Rennie was second-billed in Sailor of the King (also known as Single-Handed, 1953), playing an admiral, as supporting actor to Jeffrey Hunter. He was leading man to Jeanne Crain in a thriller, Dangerous Crossing (1953), which re-used sets and props from Titanic (also 1953), for which Rennie spoke the closing narration. He had a showy role as Saint Peter in The Robe (1953), the first movie in CinemaScope and the biggest hit of the year. The star was Richard Burton, who had essentially taken Rennie's place on the Fox lot as their "resident British star".

Rennie supported Tyrone Power once more in King of the Khyber Rifles (1954), as a brigadier in British India, then he played his first villain for Fox, an evil Khan in the "eastern", Princess of the Nile (1954), opposite Jeffrey Hunter. He reprised his role as Peter in Demetrius and the Gladiators (1954) and was lent out for Mambo (1954).

In Désirée (1954), Rennie played the future Charles XIV John of Sweden opposite Marlon Brando as Napoleon Bonaparte. The film was popular although not as highly regarded as other Brando films from this time. Soldier of Fortune (1955), was another hit, with Rennie as the head of British police in Hong Kong supporting Clark Gable and Susan Hayward.

On TV he played the attorney in an adaptation of The Letter (1955) with John Mills. He also received good reviews for his performance as an art dealer in "A Man of Taste" (1955) for Climax with Zsa Zsa Gabor. Rennie enjoyed live TV. "You have greater performances as opposed to those in a filmed series", he said. "You are able to build and sustain a role in live TV whereas you have the problem of cutting, stopping and starting in a filmed show."

Based on the positive reaction to his two turns as the Apostle Peter, Fox assigned him another third-billed, top-tier role as a stalwart man of God, Franciscan friar Junípero Serra, who, between 1749 and his death in 1784, founded missions in Alta California. The film was Seven Cities of Gold (1955), with Richard Egan and Anthony Quinn.

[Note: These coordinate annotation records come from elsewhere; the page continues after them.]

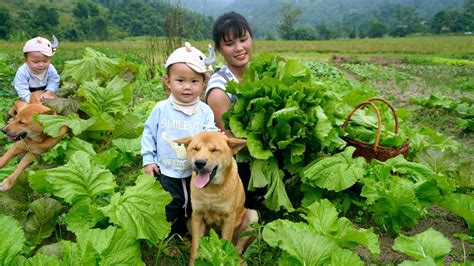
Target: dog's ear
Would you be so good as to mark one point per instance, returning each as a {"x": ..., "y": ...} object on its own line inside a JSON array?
[
  {"x": 236, "y": 144},
  {"x": 185, "y": 141}
]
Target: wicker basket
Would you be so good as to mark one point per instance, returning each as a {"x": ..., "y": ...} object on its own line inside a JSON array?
[{"x": 371, "y": 151}]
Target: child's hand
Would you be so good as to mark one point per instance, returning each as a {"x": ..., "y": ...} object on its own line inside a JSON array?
[
  {"x": 48, "y": 95},
  {"x": 151, "y": 169}
]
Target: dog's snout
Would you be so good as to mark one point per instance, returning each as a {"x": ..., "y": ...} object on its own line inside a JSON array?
[{"x": 200, "y": 163}]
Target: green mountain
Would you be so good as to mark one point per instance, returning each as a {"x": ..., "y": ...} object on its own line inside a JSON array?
[{"x": 99, "y": 19}]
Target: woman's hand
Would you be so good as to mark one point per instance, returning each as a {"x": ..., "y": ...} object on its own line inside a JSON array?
[{"x": 151, "y": 169}]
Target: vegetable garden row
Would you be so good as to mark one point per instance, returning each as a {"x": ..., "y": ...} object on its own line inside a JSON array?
[{"x": 86, "y": 202}]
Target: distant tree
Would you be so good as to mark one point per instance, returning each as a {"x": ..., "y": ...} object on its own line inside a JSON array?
[
  {"x": 81, "y": 10},
  {"x": 5, "y": 23},
  {"x": 304, "y": 33},
  {"x": 289, "y": 16},
  {"x": 455, "y": 20},
  {"x": 376, "y": 29},
  {"x": 45, "y": 20},
  {"x": 89, "y": 24},
  {"x": 324, "y": 32}
]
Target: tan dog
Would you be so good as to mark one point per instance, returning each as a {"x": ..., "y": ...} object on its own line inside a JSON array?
[
  {"x": 29, "y": 136},
  {"x": 217, "y": 193}
]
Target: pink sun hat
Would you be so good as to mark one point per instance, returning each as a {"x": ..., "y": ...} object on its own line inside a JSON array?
[
  {"x": 194, "y": 58},
  {"x": 42, "y": 45}
]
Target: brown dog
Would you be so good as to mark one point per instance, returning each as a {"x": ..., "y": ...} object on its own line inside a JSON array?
[
  {"x": 217, "y": 193},
  {"x": 29, "y": 136}
]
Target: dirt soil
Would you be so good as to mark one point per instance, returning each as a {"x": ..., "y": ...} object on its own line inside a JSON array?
[{"x": 437, "y": 218}]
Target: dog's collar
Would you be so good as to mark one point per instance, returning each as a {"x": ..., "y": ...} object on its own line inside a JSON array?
[{"x": 211, "y": 176}]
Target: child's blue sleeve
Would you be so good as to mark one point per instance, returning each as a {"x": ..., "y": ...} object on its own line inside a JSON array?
[
  {"x": 21, "y": 84},
  {"x": 53, "y": 79},
  {"x": 149, "y": 138},
  {"x": 209, "y": 123}
]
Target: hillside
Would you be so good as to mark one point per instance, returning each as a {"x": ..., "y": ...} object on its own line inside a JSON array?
[
  {"x": 98, "y": 19},
  {"x": 264, "y": 15}
]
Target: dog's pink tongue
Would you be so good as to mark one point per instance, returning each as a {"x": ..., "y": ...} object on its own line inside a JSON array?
[{"x": 202, "y": 179}]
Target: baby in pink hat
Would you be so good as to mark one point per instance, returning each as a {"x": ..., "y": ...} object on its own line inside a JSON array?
[{"x": 37, "y": 73}]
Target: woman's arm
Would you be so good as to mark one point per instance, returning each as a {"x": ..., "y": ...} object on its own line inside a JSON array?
[{"x": 219, "y": 102}]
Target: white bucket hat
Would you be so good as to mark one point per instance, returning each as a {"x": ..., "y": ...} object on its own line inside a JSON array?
[
  {"x": 42, "y": 45},
  {"x": 192, "y": 57}
]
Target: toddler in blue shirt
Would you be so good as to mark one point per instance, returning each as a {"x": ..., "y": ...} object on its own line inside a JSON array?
[
  {"x": 37, "y": 73},
  {"x": 182, "y": 114}
]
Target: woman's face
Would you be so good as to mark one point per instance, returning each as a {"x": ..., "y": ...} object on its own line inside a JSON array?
[{"x": 237, "y": 51}]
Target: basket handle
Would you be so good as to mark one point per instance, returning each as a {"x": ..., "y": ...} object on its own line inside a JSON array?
[
  {"x": 379, "y": 119},
  {"x": 395, "y": 115}
]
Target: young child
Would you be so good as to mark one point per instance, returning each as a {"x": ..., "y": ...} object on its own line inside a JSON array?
[
  {"x": 232, "y": 37},
  {"x": 37, "y": 73},
  {"x": 181, "y": 115}
]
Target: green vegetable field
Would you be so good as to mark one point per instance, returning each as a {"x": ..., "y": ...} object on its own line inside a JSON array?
[{"x": 87, "y": 201}]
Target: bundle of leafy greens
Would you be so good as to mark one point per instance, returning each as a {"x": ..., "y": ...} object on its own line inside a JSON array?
[
  {"x": 363, "y": 127},
  {"x": 281, "y": 112}
]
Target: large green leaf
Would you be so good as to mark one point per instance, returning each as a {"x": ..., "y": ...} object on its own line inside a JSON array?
[
  {"x": 462, "y": 205},
  {"x": 429, "y": 243},
  {"x": 52, "y": 124},
  {"x": 12, "y": 239},
  {"x": 80, "y": 179},
  {"x": 300, "y": 241},
  {"x": 345, "y": 257},
  {"x": 260, "y": 174},
  {"x": 392, "y": 201},
  {"x": 257, "y": 148},
  {"x": 83, "y": 216},
  {"x": 323, "y": 217},
  {"x": 108, "y": 100},
  {"x": 216, "y": 251},
  {"x": 41, "y": 260},
  {"x": 111, "y": 246},
  {"x": 42, "y": 221},
  {"x": 276, "y": 196},
  {"x": 337, "y": 172},
  {"x": 129, "y": 127},
  {"x": 92, "y": 65},
  {"x": 141, "y": 209}
]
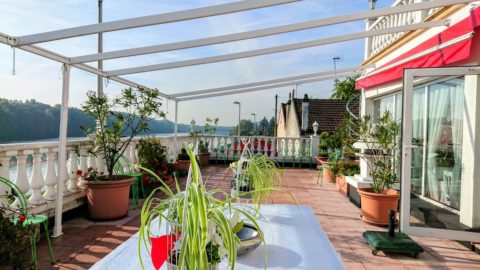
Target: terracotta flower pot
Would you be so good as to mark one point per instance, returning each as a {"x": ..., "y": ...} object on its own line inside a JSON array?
[
  {"x": 204, "y": 159},
  {"x": 108, "y": 199},
  {"x": 375, "y": 206},
  {"x": 183, "y": 165},
  {"x": 328, "y": 175},
  {"x": 320, "y": 159},
  {"x": 342, "y": 185}
]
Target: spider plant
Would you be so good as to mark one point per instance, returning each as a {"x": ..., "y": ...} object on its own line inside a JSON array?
[
  {"x": 257, "y": 176},
  {"x": 201, "y": 219}
]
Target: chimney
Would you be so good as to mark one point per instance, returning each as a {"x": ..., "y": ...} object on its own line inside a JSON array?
[{"x": 305, "y": 103}]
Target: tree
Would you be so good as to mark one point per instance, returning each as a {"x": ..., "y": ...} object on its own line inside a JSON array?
[{"x": 345, "y": 90}]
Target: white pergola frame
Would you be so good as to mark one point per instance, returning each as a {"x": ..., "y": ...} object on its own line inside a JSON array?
[{"x": 27, "y": 42}]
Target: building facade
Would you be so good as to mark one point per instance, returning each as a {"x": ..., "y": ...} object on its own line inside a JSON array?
[{"x": 437, "y": 106}]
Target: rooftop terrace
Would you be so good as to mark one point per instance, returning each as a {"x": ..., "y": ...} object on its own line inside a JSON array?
[{"x": 85, "y": 242}]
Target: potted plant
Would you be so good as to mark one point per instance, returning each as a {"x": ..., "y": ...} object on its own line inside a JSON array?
[
  {"x": 203, "y": 234},
  {"x": 343, "y": 169},
  {"x": 382, "y": 144},
  {"x": 256, "y": 178},
  {"x": 152, "y": 154},
  {"x": 203, "y": 153},
  {"x": 183, "y": 161},
  {"x": 118, "y": 120}
]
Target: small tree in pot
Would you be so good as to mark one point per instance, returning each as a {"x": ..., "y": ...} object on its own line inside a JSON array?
[
  {"x": 382, "y": 145},
  {"x": 118, "y": 120}
]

His next film was The Rains of Ranchipur (1955), assigned him fifth billing after the lead romantic teaming of Lana Turner and Richard Burton. As Turner's character's cuckolded husband, Lord Esketh, Rennie maintained his typical dignity and stiff upper lip. He supported Ginger Rogers in Teenage Rebel (1956) and had a good role as the man murdered by James Mason in Island in the Sun (1957), Darryl Zanuck's popular melodrama. His contract with Fox then wound up.

Later career

During the 1960s, Rennie made guest appearances on such series as The Barbara Stanwyck Show, The Americans, Route 66 (a portrayal of a doomed pilot in the two-part episode "Fly Away Home"); Alfred Hitchcock Presents; Perry Mason (one of four actors in four consecutive episodes substituting for series star Raymond Burr, who was recovering from surgery); Wagon Train (a 90-minute colour episode as an English big game hunter). He played in The Great Adventure, an anthology series about remarkable events in American history, he portrayed Confederate president Jefferson Davis). He played Daniel Boone in the episodes "The Sound of Wings" and "First in War, First in Peace"); Lost in Space (another two-part episode. He played an all-powerful alien zookeeper in "The Keeper". He worked one last time with his Third Man co-star Jonathan Harris); The Time Tunnel as Captain Smith of the Titanic, in the series' premiere episode. He played in Batman (as the villainous Sandman, in league with Julie Newmar's Catwoman). He was in three episodes of The Invaders (as a benign variation of the Klaatu persona, culminating in a parallel plot also involving an assembly of world leaders). He was in an episode of I Spy ("Lana"). He was in two episodes of The F.B.I.; and was a THRUSH agent in an episode of The Man From U.N.C.L.E. (1967 TV series) ("The Thrush Roulette Affair"/Barnaby Partridge).

Rennie's later films included Ride Beyond Vengeance (1966), Cyborg 2087 (1967), the all-star Hotel (1967), Death on the Run (1968), and The Young, the Evil and the Savage (1968).

He completed what amounted to guest roles in two films, The Power and The Devil's Brigade (both 1968), before moving to Switzerland in the latter part of that year. His final seven feature films were filmed in Britain, Italy, Spain and, in the case of Surabaya Conspiracy, the Philippines.